Предельная жесткость этих заявлений даже заставляет недоумевать относительно того, каким образом возможна стабилизация нового режима, с которым Кант с надлежащим конформизмом
вполне готов примириться постольку, поскольку этот (постреволюционный) режим смог утвердиться: «…Если революция удалась (sic!) и установлен новый строй, то неправомерность этого начинания и совершения революции не может освободить подданных от обязательности подчиниться в качестве добрых граждан новому порядку вещей, и они не могут уклониться от честного повиновения правительству, которое обладает теперь властью»[357]. Как возможно честное повиновение порядочных людей тому правительству, на котором лежит страшнейший грех, не подлежащий прощению не только на том, но и на этом свете, – остается полнейшей загадкой, особенно в том случае, если наставление относительно честного повиновения отпетым преступникам исходит от этика, известного крайней строгостью своих принципов[358].Забывание «исторического основания» со стороны власть имущих
создает ту асимметрию рациональности между ними и подвластными, которую классически описал еще Аристотель. В самом деле, Закон, ставший «священным» вследствие забвения его «исторического основания», наделяет сверхчеловеческим достоинством непогрешимости как его (уже мифологизированных) учредителей, так и их преемников, включая нынешних властителей. Они и предстают, говоря языком Аристотеля, теми «создателями» (скажем, народа как общности), которым принадлежит их «произведение». Именно потому что последнее не только «причастно разуму», но и вообще обладает существованием лишь постольку, поскольку питается разумом «создателей», разумность «произведения» есть лишь отблеск разумности «создателей» и качественно отличается от последней неспособностью судить самостоятельно. «Обладать нравственной добродетелью во всей полноте», пишет Аристотель, может только «начальствующий». «Убором женщине служит молчание». Оно же, надо думать, служит если не убором, то знаком приличия рабу и всем остальным категориям зависимых и подчиненных[359].То же самое приличествует и кантовскому «народу» (как «произведению» начальствующих): «…при существующем уже гражданском устройстве народ не имеет больше никакого опирающегося на право суждения, чтобы определить, как управлять этим устройством»[360]

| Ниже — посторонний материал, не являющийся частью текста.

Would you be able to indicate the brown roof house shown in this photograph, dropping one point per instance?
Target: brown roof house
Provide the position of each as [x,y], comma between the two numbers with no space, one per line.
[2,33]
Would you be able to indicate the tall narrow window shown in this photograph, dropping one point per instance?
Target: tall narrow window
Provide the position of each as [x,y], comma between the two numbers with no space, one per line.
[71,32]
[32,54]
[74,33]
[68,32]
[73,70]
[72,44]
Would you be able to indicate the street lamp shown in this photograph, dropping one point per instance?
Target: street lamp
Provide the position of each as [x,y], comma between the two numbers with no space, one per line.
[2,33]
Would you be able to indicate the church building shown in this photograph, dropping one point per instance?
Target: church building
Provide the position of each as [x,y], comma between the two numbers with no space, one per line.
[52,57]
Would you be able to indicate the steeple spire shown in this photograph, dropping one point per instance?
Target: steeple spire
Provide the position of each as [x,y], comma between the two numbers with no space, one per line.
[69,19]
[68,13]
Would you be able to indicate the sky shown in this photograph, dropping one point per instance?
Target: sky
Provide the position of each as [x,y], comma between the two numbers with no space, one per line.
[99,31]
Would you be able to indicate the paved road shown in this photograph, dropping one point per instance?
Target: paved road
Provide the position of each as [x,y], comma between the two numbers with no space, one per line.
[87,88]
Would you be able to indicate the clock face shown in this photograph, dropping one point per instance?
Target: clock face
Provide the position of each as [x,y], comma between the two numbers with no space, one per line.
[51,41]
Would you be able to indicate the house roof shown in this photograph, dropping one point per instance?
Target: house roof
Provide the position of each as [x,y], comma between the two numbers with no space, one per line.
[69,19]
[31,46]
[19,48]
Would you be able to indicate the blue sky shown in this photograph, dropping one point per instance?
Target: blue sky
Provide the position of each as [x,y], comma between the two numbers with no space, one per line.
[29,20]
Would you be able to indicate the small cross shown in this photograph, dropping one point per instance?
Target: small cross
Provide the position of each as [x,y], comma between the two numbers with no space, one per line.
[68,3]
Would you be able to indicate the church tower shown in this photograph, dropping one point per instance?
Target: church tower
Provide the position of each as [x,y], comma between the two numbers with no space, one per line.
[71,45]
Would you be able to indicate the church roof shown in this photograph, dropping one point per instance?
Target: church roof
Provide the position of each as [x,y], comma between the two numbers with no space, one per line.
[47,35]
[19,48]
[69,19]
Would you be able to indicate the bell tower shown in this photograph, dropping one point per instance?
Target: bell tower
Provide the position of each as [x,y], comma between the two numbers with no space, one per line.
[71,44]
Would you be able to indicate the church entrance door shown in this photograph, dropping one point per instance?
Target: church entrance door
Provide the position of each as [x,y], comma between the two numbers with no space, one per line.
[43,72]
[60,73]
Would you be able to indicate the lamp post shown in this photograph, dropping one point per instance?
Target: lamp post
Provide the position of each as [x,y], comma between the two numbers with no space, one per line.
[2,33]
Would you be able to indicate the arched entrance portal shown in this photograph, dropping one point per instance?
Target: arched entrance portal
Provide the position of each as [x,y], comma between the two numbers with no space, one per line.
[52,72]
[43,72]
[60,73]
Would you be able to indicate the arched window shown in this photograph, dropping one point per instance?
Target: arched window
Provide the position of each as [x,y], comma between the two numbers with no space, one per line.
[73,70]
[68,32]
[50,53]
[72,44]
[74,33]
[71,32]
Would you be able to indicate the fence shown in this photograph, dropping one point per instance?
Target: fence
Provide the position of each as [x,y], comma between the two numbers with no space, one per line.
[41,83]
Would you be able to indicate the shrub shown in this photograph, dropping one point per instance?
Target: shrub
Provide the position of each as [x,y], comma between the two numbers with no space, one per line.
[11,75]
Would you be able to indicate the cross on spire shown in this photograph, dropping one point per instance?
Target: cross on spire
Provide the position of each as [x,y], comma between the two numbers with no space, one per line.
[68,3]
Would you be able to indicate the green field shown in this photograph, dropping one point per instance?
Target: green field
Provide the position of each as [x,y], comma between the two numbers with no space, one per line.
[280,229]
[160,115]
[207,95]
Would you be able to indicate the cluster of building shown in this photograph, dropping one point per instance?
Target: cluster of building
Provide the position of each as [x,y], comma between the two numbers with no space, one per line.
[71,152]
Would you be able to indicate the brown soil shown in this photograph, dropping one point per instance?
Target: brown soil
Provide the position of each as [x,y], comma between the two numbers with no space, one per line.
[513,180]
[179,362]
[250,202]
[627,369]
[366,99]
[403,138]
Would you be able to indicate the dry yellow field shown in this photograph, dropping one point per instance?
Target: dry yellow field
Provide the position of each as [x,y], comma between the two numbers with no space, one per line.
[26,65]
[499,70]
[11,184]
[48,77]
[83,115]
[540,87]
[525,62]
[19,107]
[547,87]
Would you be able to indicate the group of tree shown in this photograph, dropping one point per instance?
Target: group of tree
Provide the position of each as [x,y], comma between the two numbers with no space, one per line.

. Именно это и требовалось доказать! Забвение «исторического основания» со стороны власть имущих и подстановка на его место фикций «принципов практического разума» есть в первую очередь операция монополизации политически значимых суждений власть имущими. «Глава государства, – подчеркивает Кант, – должен быть правомочен самостоятельно и единолично решать, содействует ли это (законодательство, направленное на счастье народа. – Б. К.) процветанию общества, необходимому для обеспечения его внутренней силы и прочности…»[361]. Стоит ли на фоне этого обращать внимание на «нюансы» вроде такого, что вопрос о содействии «народному счастью» должен решаться сугубо под углом зрения того, способствует ли он прочности данного режима (во главе с теми же власть имущими), а отнюдь не «качества жизни» самих подданных?Подведем некоторые итоги. Кантовская «невозможность» революции как практики, руководствующейся принципами[362]
, есть ее невозможность в условиях сохраняющегося данного режима господства выявить его «историческое основание», устранить скрывающие его фикции «принципов практического разума» и заложить новое «историческое основание» нового строя. Такое понимание «невозможности» революции верно, как верен любой трюизм. И оно же абсолютно бесполезно для постижения того, как происходят революции, что делает их возможными и в чем состоят их свершения. При всей своей познавательной бесполезности кантовский трюизм «невозможности» революции как практического действия, т. е. действия согласно принципам, имеет только одно практическое значение, и состоит оно в нормативном запрете революций[363].